(Note to Readers: GeoCurrents is interrupting its short series on the cartography of Michael Izady to examine the recent presidential election in Brazil. Note that on the maps posted below, the international norm of using red to indicate the left and blue to indicate the right is followed.)
It has been widely noted that Brazil 2014 presidential election revels a deep north/south divide, with southern Brazil voting strongly for the centrist (or center-right*) candidate Aécio Neves and northern Brazil voting even more heavily for the center-left (or leftist*) incumbent Dilma Rousseff. From one perspective, the north/south division is even stronger than it might appear on first glance, as the crucially important state of Minas Gerais, the second most populous in the country, was itself split, with most of its south supporting Neves and its north voting for Rousseff. Overall, this longitudinal electoral divide reflects Brazil’s profound economic division, with the relatively prosperous south supporting the business-oriented candidate (Neves) and the much poorer north supporting the redistribution-oriented candidate (Rousseff), an inversion of the general pattern found in the United States. Again, this same divide is apparent in Minas Gerais, where the south-central area is relatively well-off, while the north and especially the northeast is, according to the Wikipedia, “marked by poverty.” At the state level, the main exception to the north-south split is the relatively prosperous southern state of Rio de Janeiro, which supported Dilma Rousseff. The exceptional far northern state of Roraima, which went for Aécio Neves, is much less significant, as it is sparsely populated.
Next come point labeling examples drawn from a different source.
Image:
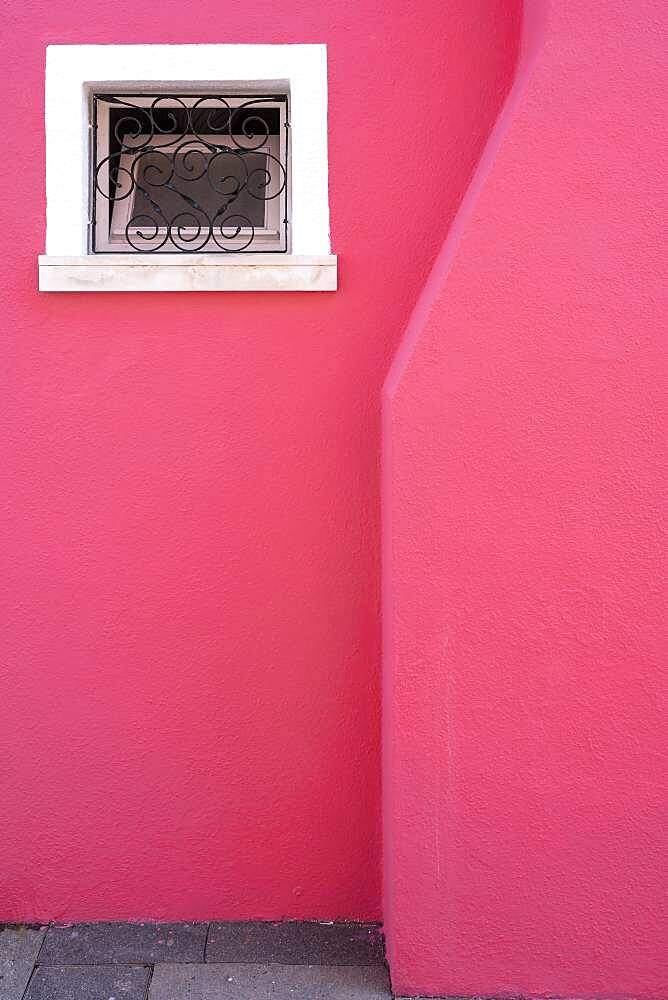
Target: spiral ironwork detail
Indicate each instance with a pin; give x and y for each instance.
(190, 173)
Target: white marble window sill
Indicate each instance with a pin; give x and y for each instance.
(188, 273)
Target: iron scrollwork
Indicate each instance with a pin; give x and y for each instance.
(190, 173)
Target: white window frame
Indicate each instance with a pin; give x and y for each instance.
(74, 72)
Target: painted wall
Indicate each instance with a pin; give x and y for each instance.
(526, 814)
(189, 707)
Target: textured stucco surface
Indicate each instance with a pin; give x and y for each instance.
(189, 700)
(525, 698)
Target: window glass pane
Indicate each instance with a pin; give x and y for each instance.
(202, 184)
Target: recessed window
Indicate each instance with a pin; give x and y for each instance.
(184, 173)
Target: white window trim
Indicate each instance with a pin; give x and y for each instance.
(74, 71)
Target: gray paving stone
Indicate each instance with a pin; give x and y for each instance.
(20, 944)
(93, 982)
(14, 975)
(86, 944)
(269, 982)
(295, 943)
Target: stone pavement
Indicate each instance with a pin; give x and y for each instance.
(194, 961)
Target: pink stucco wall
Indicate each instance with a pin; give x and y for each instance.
(526, 814)
(190, 699)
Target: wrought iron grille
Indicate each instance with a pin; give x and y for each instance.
(189, 173)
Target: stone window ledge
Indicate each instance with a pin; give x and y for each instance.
(188, 273)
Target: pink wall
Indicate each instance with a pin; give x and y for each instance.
(526, 815)
(189, 716)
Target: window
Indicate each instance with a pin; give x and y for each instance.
(189, 173)
(187, 167)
The district-level electoral map, however, reveals that many local areas in the south supported Rousseff and that a few in the north supported Neves. But again, economic correlates are found in most instances. This pattern is especially notable in the far southern state of Rio Grande do Sul, where the less prosperous areas of the south and west generally voted for Rousseff while the more prosperous northeast supported Neves. Notably, Rio Grande do Sul as a whole favored Rousseff in the first round of the election, when the nominally Socialist (but actually politically centrist) candidate Marina Silva took over 21 percent of the vote nationwide. Overall, I find the Brazilian connection between voting behavior and median income striking, although there are certainly exceptions. Consider, for example, Acre in the northwest, a poor state that nonetheless strongly supported Neves. Note, however, that most areas in the poorer eastern half of the state voted for Rousseff. (It is also significant that Acre is the home state of Marina Silva, who threw her support to Neves in the second round after having been subjected to extremely negative campaigning by Rousseff in the first round.)
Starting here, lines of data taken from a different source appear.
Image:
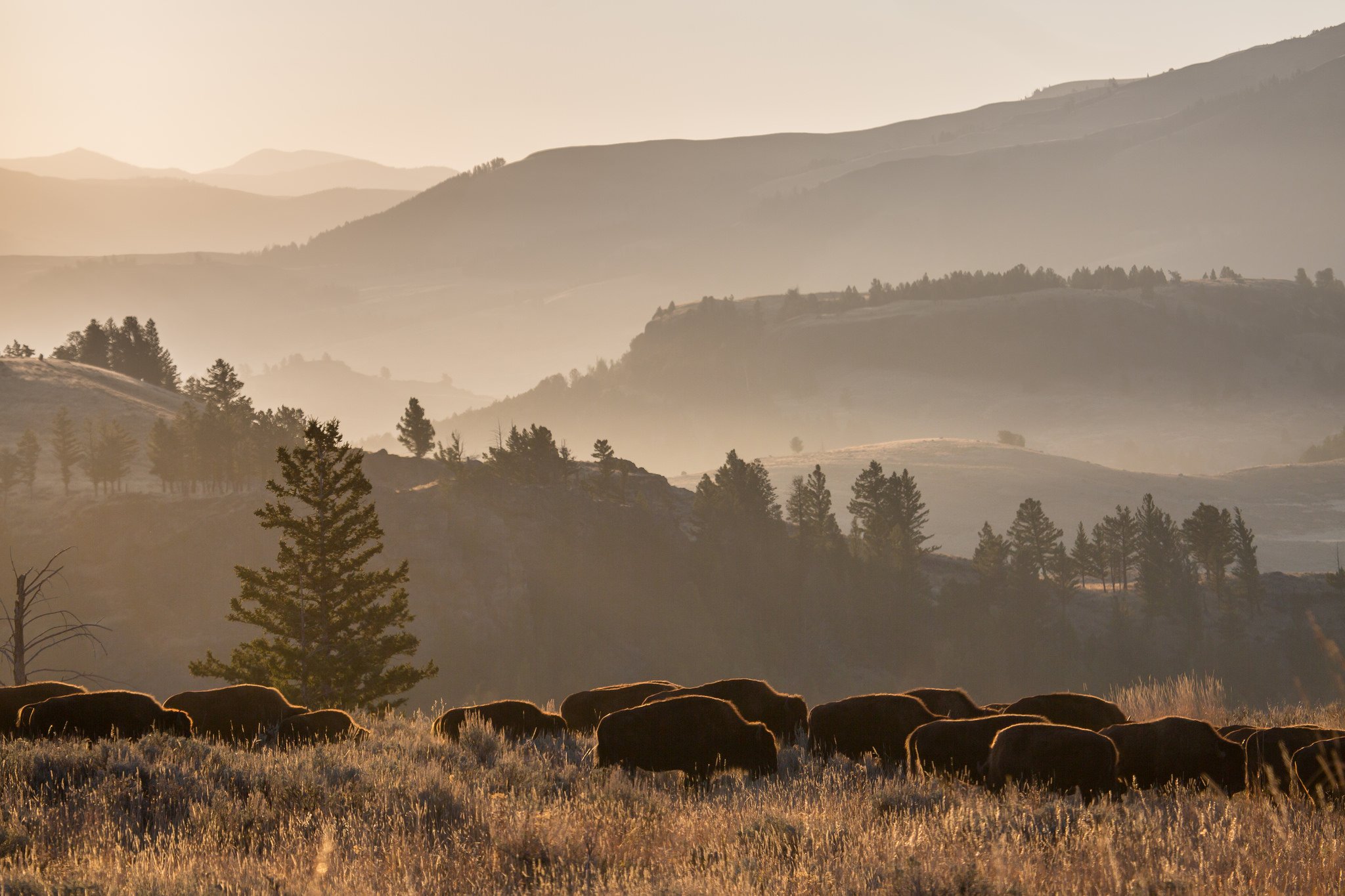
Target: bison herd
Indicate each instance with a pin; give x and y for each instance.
(1064, 742)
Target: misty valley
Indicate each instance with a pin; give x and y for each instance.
(948, 505)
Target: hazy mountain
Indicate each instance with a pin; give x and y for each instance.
(726, 206)
(85, 164)
(55, 217)
(366, 405)
(1298, 511)
(295, 174)
(272, 172)
(32, 391)
(1199, 377)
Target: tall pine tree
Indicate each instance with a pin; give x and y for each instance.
(414, 430)
(332, 626)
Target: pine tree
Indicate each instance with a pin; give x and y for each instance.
(332, 625)
(1032, 540)
(27, 454)
(9, 473)
(990, 559)
(65, 446)
(1247, 570)
(1208, 534)
(606, 458)
(808, 508)
(414, 431)
(165, 453)
(1086, 557)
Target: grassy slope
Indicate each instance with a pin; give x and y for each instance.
(408, 813)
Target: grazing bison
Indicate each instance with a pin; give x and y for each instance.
(1076, 710)
(1176, 748)
(959, 746)
(1060, 758)
(318, 726)
(783, 714)
(15, 698)
(585, 708)
(1238, 734)
(1270, 754)
(876, 723)
(101, 714)
(951, 703)
(234, 714)
(697, 735)
(516, 719)
(1320, 770)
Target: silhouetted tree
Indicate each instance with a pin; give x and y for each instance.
(332, 625)
(808, 508)
(1208, 534)
(65, 446)
(1033, 540)
(1247, 570)
(37, 626)
(414, 431)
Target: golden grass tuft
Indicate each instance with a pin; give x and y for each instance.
(404, 812)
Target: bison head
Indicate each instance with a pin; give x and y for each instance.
(175, 721)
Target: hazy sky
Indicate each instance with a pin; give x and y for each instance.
(197, 85)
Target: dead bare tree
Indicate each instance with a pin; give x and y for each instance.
(34, 610)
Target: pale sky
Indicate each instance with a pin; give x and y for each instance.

The other pattern that strikes my eye on the district-level map is the overwhelming support received by Neves in Brazil’s demographic and economic core state, São Paulo, which contains almost a quarter of Brazil’s total population. Almost all parts of São Paulo state supported Neves, with most areas giving him more than 65 percent of the vote. The more southerly state of Santa Catarina, however, gave an even higher percentage of its overall votes to Neves. Santa Catarina is the fourth wealthiest first-order division of Brazil on the basis of per capita GDP, following only the Federal District (Brasília), São Paulo, and Rio de Janeiro. It is also arguably the most “European” part of Brazil in regard to the origin of its inhabitants, as large numbers of Germans, Italians, Poles, and Russians settled Santa Catarina in the late 1800s and early 1900s.
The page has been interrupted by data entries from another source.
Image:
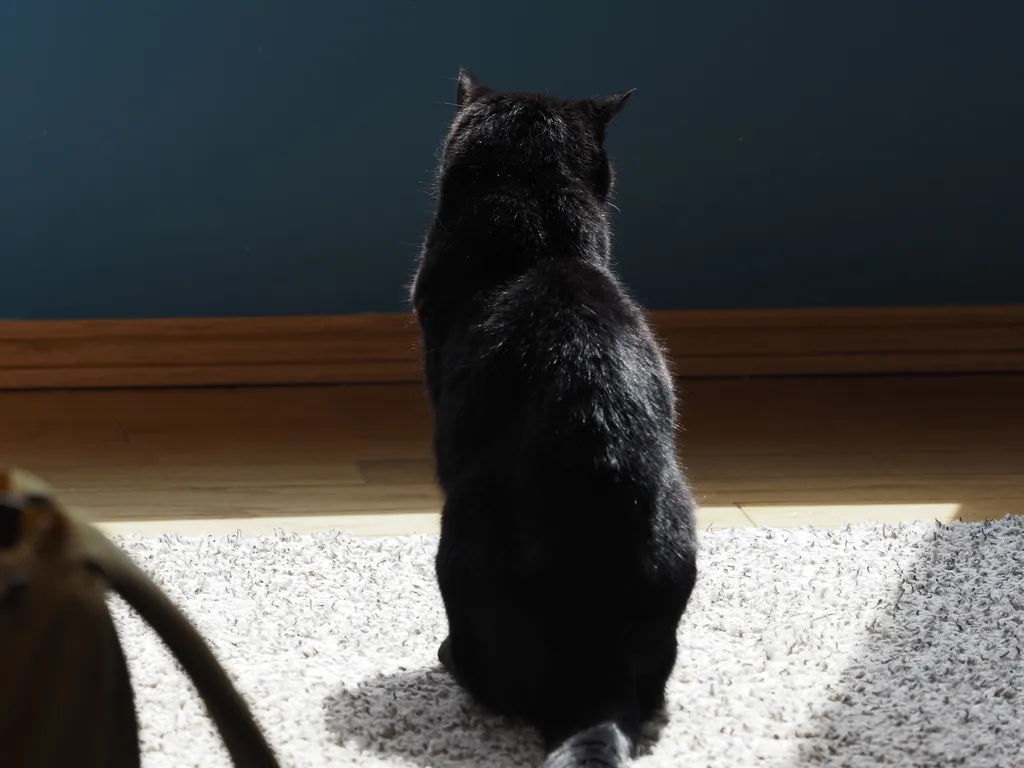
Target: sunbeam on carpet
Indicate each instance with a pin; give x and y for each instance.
(859, 646)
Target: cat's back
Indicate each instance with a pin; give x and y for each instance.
(565, 348)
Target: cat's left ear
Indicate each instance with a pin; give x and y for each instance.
(606, 108)
(470, 88)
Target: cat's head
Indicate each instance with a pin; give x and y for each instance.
(499, 137)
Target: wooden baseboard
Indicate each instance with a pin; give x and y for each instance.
(383, 348)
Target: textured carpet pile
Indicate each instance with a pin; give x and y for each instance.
(871, 645)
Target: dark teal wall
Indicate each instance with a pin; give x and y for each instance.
(249, 157)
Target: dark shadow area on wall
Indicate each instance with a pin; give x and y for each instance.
(262, 158)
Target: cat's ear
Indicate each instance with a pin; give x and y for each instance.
(470, 89)
(606, 108)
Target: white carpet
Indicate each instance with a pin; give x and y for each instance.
(865, 646)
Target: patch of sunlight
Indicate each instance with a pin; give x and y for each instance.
(387, 523)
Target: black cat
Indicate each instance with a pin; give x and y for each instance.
(567, 549)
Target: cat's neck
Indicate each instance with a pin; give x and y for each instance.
(513, 225)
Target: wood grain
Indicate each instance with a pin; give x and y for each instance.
(766, 451)
(384, 348)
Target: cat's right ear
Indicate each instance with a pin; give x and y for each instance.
(470, 89)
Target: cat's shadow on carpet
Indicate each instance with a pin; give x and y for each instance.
(423, 718)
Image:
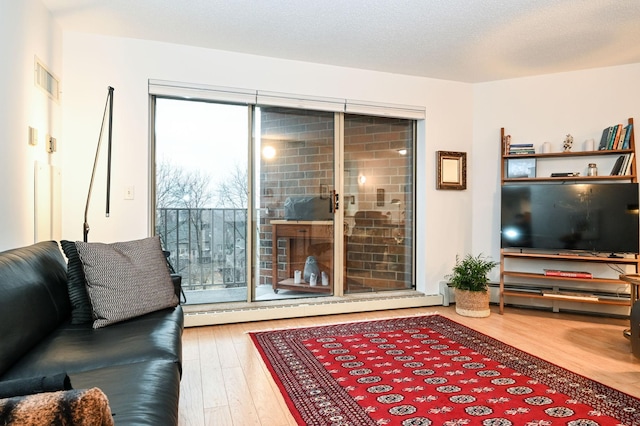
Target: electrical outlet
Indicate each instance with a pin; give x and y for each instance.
(128, 192)
(52, 144)
(33, 136)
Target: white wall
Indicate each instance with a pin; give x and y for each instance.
(26, 31)
(91, 63)
(539, 109)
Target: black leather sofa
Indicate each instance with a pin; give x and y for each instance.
(136, 363)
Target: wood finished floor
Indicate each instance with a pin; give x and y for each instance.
(225, 382)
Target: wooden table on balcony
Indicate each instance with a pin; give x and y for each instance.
(300, 236)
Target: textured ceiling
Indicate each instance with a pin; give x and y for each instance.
(462, 40)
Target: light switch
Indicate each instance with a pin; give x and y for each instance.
(128, 192)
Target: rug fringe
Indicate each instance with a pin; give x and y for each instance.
(343, 322)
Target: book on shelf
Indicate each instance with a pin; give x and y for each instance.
(622, 167)
(603, 139)
(627, 170)
(617, 166)
(570, 295)
(616, 137)
(626, 143)
(521, 148)
(567, 274)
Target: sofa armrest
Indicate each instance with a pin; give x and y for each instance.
(177, 285)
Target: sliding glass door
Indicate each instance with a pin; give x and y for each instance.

Perhaps the most interesting aspect of Brazil’s electoral divide is its recent emergence. The country has long been characterized by a profound north/south economic and social-developmental division, but in earlier elections it did not play a major role. In 1994, for example, the leftist candidate Lula da Silva won only the southernmost state (Rio Grande Do Sol) as well as the Federal District, whereas in 2002 Lula lost only Alagoas in the impoverished northeast. In the 2002 election, Lula actually took a higher percentage of votes in Santa Catarina than he did in many northeastern states. Lula’s successful social developmental programs, however, eventually gained his party massive support over most of the northeast and the rest of the north as well.
I suspect that Brazil’s recently developed north/south electoral divide will prove to be rather enduring. It will be interesting to see what future elections bring.
The 2014 electoral returns from the large western state of Mato Grosso are also intriguing, as will be explored in the next post.
* I hesitate to use the one-dimensional left/right political spectrum, which I find it absurdly crude, but it is too deeply ingrained in the public imagination to be ignored. But it essential to note that the “left” candidate in this election, Dilma Rousseff, is relatively conservative on most social issues, opposing, for example, gay marriage and abortion in most cases. In the Brazilian context, the left/right split is mostly focused on economic issues.